Beat the Berlin startup blues – New scheme launched to combat German business bureaucracy


Does the word “Ausländerbehörde” send a cold shiver down your spine? Does one glance at the manual-sized set of documents written in an incomprehensible language that they give you to form a GmbH make you want to cry? We hear you.


So, as it turns out, does Berlin-based Business Immigration Service (BIS), an offshoot from the German Chamber of Industry and Commerce.  It’s just launched a new visa service to help the (many) expats working in Germany tackle the complicated process of getting a visa – and cut down the time it takes to be accepted. It’s offering the service to entrepreneurs wanting to found a company, for highly-qualified professionals, graduates, executives and investors who are receiving guidance from the Berlin Partner GmbH.

Founded in 2007, the BIS works together with the Berlin Foreigners Office, the Federal Agency for Work, the Berlin Partner GmbH and the Senate Administration for Economics.

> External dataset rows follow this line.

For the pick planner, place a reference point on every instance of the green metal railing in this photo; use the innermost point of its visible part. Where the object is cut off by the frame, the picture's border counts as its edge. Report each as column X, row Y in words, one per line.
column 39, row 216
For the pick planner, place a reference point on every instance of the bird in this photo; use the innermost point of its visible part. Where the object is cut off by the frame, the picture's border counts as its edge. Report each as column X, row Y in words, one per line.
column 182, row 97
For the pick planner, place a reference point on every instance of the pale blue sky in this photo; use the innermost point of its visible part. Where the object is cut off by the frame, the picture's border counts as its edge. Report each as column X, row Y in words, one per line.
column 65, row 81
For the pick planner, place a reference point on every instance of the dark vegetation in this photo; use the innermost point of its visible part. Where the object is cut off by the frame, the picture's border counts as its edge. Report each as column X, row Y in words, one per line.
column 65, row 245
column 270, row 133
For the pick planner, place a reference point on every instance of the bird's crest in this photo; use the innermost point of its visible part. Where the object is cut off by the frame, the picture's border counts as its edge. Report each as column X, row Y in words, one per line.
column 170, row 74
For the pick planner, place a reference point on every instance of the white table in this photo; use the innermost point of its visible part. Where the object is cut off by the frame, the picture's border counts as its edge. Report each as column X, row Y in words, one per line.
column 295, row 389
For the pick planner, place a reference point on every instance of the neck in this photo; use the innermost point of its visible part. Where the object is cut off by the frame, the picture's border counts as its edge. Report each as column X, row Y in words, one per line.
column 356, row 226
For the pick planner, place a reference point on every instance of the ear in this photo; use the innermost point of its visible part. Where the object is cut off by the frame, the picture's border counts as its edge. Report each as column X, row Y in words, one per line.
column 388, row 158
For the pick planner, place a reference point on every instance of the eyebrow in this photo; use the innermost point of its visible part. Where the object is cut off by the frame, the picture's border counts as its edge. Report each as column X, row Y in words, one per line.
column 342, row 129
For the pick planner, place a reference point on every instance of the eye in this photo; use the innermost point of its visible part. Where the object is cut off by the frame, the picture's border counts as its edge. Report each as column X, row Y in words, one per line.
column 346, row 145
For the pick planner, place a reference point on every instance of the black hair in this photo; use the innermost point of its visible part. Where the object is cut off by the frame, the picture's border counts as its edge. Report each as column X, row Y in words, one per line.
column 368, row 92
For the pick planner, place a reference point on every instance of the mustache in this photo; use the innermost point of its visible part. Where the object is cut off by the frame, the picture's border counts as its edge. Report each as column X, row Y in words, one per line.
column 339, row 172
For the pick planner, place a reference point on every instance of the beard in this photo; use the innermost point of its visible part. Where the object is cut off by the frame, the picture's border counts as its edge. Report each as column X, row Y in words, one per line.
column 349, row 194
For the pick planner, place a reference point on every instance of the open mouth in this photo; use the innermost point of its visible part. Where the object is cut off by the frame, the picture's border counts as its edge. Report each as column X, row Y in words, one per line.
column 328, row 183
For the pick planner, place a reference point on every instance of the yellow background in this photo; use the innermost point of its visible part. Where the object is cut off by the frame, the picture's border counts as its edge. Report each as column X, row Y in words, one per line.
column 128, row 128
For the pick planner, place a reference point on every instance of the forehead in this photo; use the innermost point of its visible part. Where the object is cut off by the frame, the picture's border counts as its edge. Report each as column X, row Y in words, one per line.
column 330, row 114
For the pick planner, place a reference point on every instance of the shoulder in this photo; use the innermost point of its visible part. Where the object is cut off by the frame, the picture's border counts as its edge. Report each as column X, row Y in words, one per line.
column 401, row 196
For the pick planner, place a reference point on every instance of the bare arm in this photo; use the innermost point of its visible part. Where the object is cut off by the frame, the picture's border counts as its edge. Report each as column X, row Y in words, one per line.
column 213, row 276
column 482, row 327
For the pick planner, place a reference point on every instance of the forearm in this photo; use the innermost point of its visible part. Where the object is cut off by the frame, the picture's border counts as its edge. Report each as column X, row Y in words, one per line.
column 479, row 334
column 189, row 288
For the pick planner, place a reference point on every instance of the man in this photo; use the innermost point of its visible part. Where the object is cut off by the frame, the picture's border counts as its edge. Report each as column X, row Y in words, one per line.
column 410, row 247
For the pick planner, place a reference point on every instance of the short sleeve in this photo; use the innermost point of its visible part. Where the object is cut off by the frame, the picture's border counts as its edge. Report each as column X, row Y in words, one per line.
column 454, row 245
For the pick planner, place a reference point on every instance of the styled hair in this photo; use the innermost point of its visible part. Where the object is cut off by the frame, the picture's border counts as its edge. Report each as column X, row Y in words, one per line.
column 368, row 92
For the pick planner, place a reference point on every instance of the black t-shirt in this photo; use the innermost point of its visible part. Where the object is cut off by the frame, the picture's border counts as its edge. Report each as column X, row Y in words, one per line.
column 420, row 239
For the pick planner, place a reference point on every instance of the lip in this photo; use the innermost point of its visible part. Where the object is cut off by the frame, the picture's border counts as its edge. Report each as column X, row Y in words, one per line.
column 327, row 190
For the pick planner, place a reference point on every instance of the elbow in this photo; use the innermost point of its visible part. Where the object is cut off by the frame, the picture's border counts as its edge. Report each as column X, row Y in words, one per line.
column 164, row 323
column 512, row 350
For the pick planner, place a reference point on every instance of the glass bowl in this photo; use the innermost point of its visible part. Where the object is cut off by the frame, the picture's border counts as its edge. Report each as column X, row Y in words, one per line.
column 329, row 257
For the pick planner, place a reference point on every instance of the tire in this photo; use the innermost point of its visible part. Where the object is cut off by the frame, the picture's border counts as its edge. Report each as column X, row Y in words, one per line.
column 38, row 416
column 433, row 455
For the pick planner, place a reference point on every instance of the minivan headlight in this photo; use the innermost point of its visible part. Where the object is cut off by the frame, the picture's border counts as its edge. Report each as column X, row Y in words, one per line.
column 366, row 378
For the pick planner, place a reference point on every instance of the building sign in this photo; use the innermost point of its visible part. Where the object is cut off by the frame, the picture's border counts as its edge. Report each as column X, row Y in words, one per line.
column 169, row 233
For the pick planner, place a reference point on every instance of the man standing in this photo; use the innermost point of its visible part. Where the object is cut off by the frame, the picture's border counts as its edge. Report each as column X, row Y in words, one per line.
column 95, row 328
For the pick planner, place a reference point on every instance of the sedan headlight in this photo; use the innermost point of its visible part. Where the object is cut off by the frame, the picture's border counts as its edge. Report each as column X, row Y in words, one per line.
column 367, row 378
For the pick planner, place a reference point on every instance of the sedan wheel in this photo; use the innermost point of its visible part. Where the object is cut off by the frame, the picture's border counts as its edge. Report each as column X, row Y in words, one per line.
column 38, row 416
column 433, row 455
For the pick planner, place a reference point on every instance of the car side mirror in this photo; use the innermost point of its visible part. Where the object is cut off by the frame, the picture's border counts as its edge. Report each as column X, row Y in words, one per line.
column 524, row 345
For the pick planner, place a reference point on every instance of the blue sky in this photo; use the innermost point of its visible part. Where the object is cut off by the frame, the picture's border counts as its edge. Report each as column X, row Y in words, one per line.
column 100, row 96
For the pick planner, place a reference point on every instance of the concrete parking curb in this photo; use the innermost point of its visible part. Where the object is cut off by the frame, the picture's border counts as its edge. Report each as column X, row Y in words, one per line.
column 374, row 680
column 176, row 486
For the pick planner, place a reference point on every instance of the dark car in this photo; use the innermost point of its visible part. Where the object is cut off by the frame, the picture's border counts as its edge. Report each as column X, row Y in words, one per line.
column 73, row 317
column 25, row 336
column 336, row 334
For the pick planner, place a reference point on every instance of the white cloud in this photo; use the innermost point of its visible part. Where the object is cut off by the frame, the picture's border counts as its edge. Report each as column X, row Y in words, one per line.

Together with these partners, BIS offers expats guidance to founding a company, working and living in Germany.

BIS blames the lengthy and complicated application process to get work visas for holding back foreigners from founding companies that could potentially strengthen the German economy.

Christoph Irrgang, the head of the Chamber of Industry and Commerce, explained: “No employer likes to wait half a year or longer for their new employee, who they desperately searched for and desperately need.”

He thinks startups are missing out on potential success by not filling positions fast enough due to the time consuming visa process: “If a founder has a good idea and wants to fill a niche, he can’t wait six months or longer to get a residence permit for himself or a potential staff member. He has to start immediately, otherwise the competition could overtake him.”

BIS claims to offer support in a number of languages, along with personal advice for when you do have to go to one of the “amts” (government bureaus). However, from what we’ve seen of the site, it’s only available in German – not the most helpful feature for a service that’s specifically targeting non-Germans. This is far from unusual for German governmental sites; few provide anything more than a homepage in English, let alone multi-language versions.

It’s a nice and badly-needed concept if it really does what it promises – though for that to be the case, the actual service has to be far more polished and practical than the site so far would suggest.